Data Use Policy


This work is supported by the Genomic Science Program in the U.S. Department of Energy, Office of Science, Office of Biological and Environmental Research (BER) under contract numbers DE-AC02-05CH11231 (LBNL), 89233218CNA000001 (LANL), and DE-AC05-76RL01830 (PNNL).

How to cite the NMDC:

E. M. Wood-Charlson, Anubhav, D. Auberry, H. Blanco, M. I. Borkum, Y. E. Corilo, K. W. Davenport, S. Deshpande, R. Devarakonda, M. Drake, W. D. Duncan, M. C. Flynn, D. Hays, B. Hu, M. Huntemann, P.-E. Li, M. Lipton, C.-C. Lo, D. Millard, K. Miller, P. D. Piehowski, S. Purvine, T. B. K. Reddy, M. Shakya, J. C. Sundaramurthi, P. Vangay, Y. Wei, B. E. Wilson, S. Canon, P. S. G. Chain, K. Fagnan, S. Martin, L. A. McCue, C. J. Mungall, N. J. Mouncey, M. E. Maxon, E. A. Eloe-Fadrosh, The National Microbiome Data Collaborative: enabling microbiome science. Nature Reviews Microbiology 18, 313-314 (2020). doi: 10.1038/s41579-020-0377-0

The data accessible on the National Microbiome Data Collaborative (NMDC) science gateway are contributed by NMDC Collaborators. The NMDC’s Data Policy is that all data and data contributors should be properly acknowledged in alignment with the FAIR (findable, accessible, interoperable, and reusable) data principles (Wilkinson, 2016) and in accordance with the Creative Commons with Attribution 4.0 International license. 

Part A: NMDC Data Citations

Every data set and project in the NMDC is attributed to an NMDC Collaborator who chose to openly share their data with the global microbiome community. Proper citation of data sets discovered and accessed through the NMDC both supports reproducibility and provides important recognition of the NMDC data contributors through quantitative metrics on data reuse and impact of each contribution. To read more on data citations, please review the ESIP Data Citation Guidelines for Earth Science Data

Citation elements include

  • Author: Person, people, or organization(s) responsible for the intellectual work to develop a data set. 
  • Public Release Date: When the source data was first made available for use.
  • Title: Formal title of the data set. It is recommended that version information be independent of the title. Note this is the title of the data set, not the project or a related publication. It is important for the data set to have an identity and title of its own. 
  • Version ID: Careful versioning and documentation of version changes are central to enabling accurate citation. Data stewards need to track and clearly indicate precise versions as part of the citation for any version greater than 1. It may be appropriate to track major and minor versions. 
  • Repository: Name of the entity that holds, archives, publishes, prints, distributes, releases, issues, or produces the data.

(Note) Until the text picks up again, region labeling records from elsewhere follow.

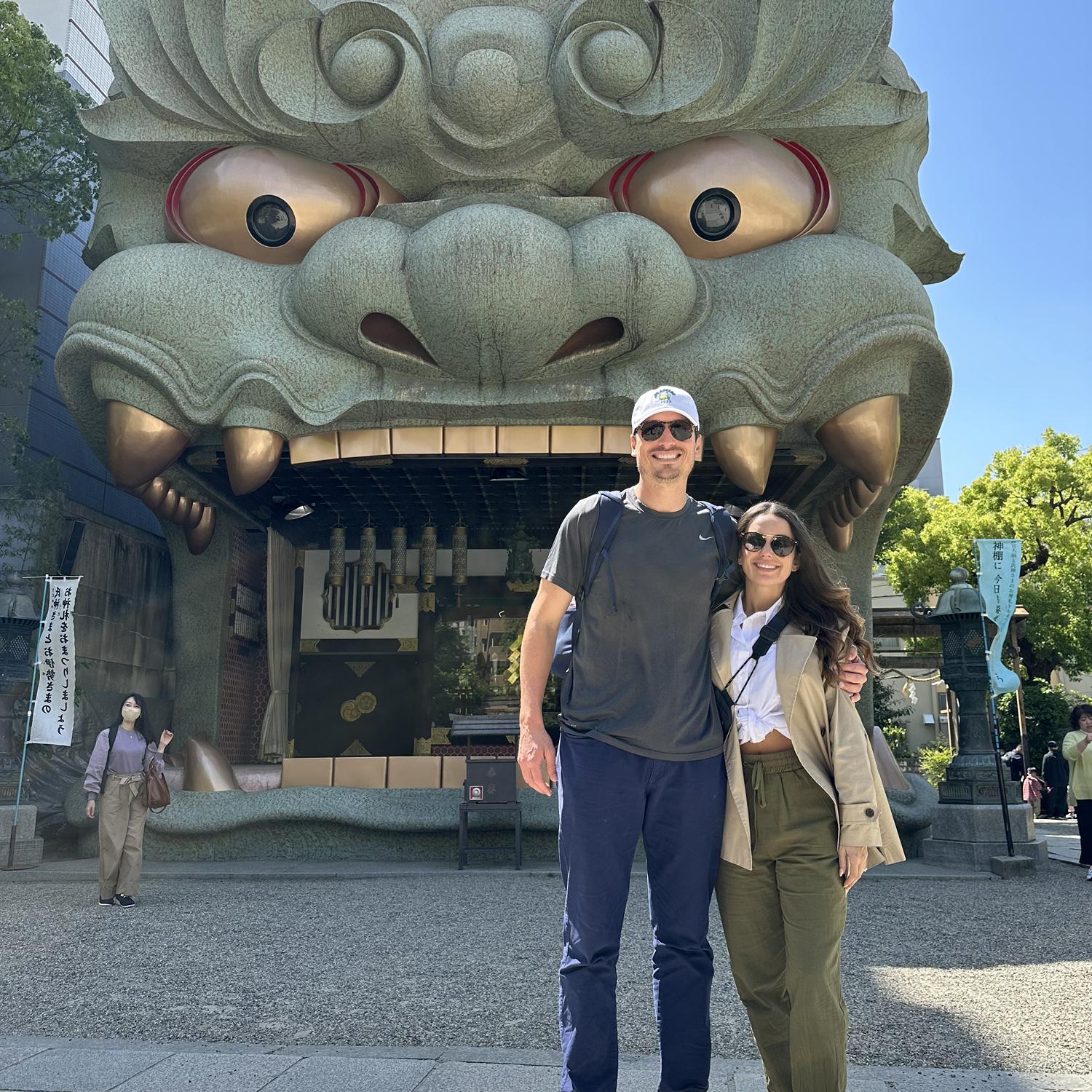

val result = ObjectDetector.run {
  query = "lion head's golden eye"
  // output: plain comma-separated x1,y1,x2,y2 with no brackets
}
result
590,132,838,258
166,144,402,266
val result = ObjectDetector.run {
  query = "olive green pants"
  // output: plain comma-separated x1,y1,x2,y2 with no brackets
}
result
716,751,849,1092
98,773,148,899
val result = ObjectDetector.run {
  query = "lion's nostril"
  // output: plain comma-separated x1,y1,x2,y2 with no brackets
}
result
360,312,436,364
550,319,626,362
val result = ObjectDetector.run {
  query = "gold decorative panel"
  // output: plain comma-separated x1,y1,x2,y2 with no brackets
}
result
550,425,603,456
443,425,497,456
391,425,443,456
339,428,391,459
603,425,633,456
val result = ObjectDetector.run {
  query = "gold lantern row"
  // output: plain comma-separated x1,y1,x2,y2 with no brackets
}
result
329,523,467,587
391,526,406,587
451,523,467,585
330,526,345,587
421,523,436,587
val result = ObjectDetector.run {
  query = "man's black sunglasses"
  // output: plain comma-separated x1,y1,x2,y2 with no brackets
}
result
636,421,698,443
744,531,796,557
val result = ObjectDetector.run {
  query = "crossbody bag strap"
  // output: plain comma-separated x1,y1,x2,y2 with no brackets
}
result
724,607,788,707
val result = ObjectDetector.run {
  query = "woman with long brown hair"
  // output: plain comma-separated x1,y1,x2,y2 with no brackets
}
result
710,502,904,1092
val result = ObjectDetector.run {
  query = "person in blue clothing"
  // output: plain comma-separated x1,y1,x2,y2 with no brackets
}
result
83,694,174,909
519,384,866,1092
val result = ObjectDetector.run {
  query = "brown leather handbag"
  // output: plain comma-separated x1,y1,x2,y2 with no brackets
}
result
142,762,170,814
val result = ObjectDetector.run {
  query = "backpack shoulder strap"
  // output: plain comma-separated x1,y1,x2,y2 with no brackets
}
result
577,489,624,603
751,607,788,660
100,724,122,788
698,500,738,609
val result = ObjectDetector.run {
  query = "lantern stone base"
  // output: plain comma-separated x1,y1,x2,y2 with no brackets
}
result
922,799,1046,873
0,804,44,869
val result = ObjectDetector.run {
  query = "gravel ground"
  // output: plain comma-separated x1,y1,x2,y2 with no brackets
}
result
0,862,1092,1072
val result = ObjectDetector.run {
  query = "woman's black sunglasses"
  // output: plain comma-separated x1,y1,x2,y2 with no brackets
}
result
635,421,698,443
744,531,796,557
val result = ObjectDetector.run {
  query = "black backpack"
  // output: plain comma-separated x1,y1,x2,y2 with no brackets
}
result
550,489,737,695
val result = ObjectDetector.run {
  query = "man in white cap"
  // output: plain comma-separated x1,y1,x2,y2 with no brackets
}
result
519,384,865,1092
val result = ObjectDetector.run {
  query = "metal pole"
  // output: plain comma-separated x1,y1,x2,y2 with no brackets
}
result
989,696,1017,858
4,577,50,871
982,615,1028,858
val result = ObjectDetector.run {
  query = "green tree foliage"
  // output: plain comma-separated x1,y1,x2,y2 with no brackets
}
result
880,724,910,759
873,678,910,727
878,430,1092,684
876,485,930,565
997,686,1088,773
0,0,98,572
432,622,489,727
0,0,98,249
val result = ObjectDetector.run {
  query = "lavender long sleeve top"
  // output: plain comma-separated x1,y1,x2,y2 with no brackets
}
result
83,729,163,797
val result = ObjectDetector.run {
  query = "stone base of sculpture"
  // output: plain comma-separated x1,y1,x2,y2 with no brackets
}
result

If citing processed data, this should also include a reference to the repository that holds the raw, source data. 
  • Resolvable Persistent Identifier(s): Unique identifier that provides the ability to access the data. If citing processed data, this should also include a reference to the identifier for the raw, source data. Not all data have Persistent Identifiers (PIDs) or can be digitally accessed, so an alternative method to access metadata, such as a URL or a physical address, can be provided instead.
  • Access Date: Data can be dynamic and changeable in ways that are not always reflected in release dates and versions, so it is important to indicate when data were accessed.

Citing a single NMDC data set or project

A data citation captures the core concepts necessary to provide attribution and provenance. When citing a single data set or project accessed through the NMDC, please follow the below format(s):  

Data set – source:
Wrighton, K. (2014) Deep subsurface shale carbon reservoir microbial communities from Ohio, USA – Utica-2 Time Series 2014_10_10 [Data set]. DOE Joint Genome Institute (PID). Accessed: 5 November 2020.

Data set – processed:
Wrighton, K. (2014) Deep subsurface shale carbon reservoir microbial communities from Ohio, USA – Utica-2 Time Series 2014_10_10 [Data set]. v2.0. DOE Joint Genome Institute (PID); NMDC (PID). Accessed: 5 November 2020.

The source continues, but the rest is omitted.